Senior DevOps Engineer - AWS, Python - Advertising Services market

5+ years
Long-term (40h)
Advertising Services
Full Remote
AWS
Python
Terraform
Docker
CI/CD

Requirements

Must-haves

  • 5+ years of DevOps or cloud infrastructure experience
  • Experience with AWS services (e.g. CDK, Lambda, EC2, S3, SageMaker, CloudWatch)
  • Proficiency with Python for scripting and infrastructure automation
  • Experience with Infrastructure as Code (e.g. Terraform, CloudFormation)
  • Hands-on experience with Docker
  • Experience with CI/CD pipeline creation and maintenance
  • Strong communication skills in both spoken and written English

Nice-to-haves

  • Startup experience
  • AWS certifications (e.g. DevOps Engineer, Solutions Architect, Machine Learning Specialty)
  • Background in software engineering or ML/AI infrastructure
  • Bachelor's Degree in Computer Engineering, Computer Science, or equivalent

What you will work on

  • Develop and manage scalable infrastructure and deployment workflows in AWS for data and machine learning applications
  • Build cloud-native systems with a focus on infrastructure as code, containerization, and CI/CD automation
  • Author infrastructure using AWS CDK with strong proficiency in AWS services and Python
  • Support ML workflows by integrating services like SageMaker and contributing to model operations infrastructure

Infrastructure Development & Automation:

  • Design, provision, and manage infrastructure in AWS using CDK and CloudFormation
  • Build secure, scalable, and cost-effective environments for machine learning and analytics workloads
  • Operate cloud-native services (e.g.

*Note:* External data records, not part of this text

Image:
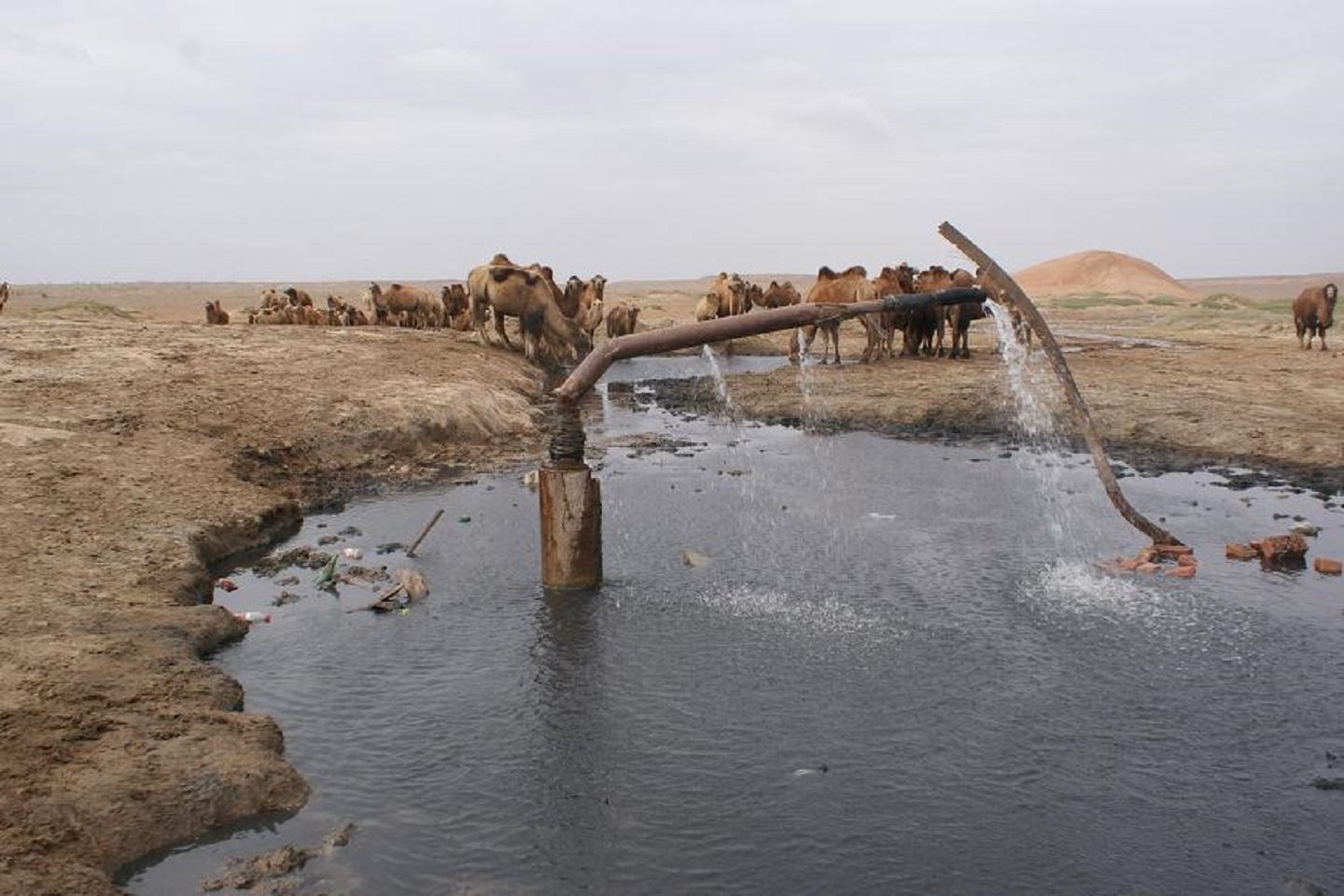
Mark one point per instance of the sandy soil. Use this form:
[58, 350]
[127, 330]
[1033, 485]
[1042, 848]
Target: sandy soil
[136, 457]
[137, 453]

EC2, ECS, Lambda, S3, RDS, SageMaker, Bedrock)
  • Apply best practices for security, compliance, and disaster recovery

CI/CD & Deployment Automation:

  • Design and maintain deployment pipelines using CodePipeline, CodeBuild, GitHub Actions, or similar
  • Automate testing, deployment, and rollback processes

Containerization & Orchestration:

  • Build and manage containerized applications using Docker
  • Deploy services on ECS or Lambda with container-based runtimes
  • Set up image build, versioning, and artifact management workflows

Machine Learning & Model Operations Support:

  • Collaborate with ML engineers to deploy and maintain models in SageMaker
  • Integrate pipelines for pre-processing, inference, and model retraining
  • Monitor model performance, logging, and metrics

Monitoring, Observability & Logging:

  • Set up alerting and observability tools (e.g., CloudWatch, DataDog)
  • Investigate and resolve infrastructure, deployment, and performance issues

Collaboration & Documentation:

  • Partner with ML, software, and data teams to support DevOps practices
  • Maintain documentation for infrastructure and operational workflows
  • Participate in architecture discussions and code reviews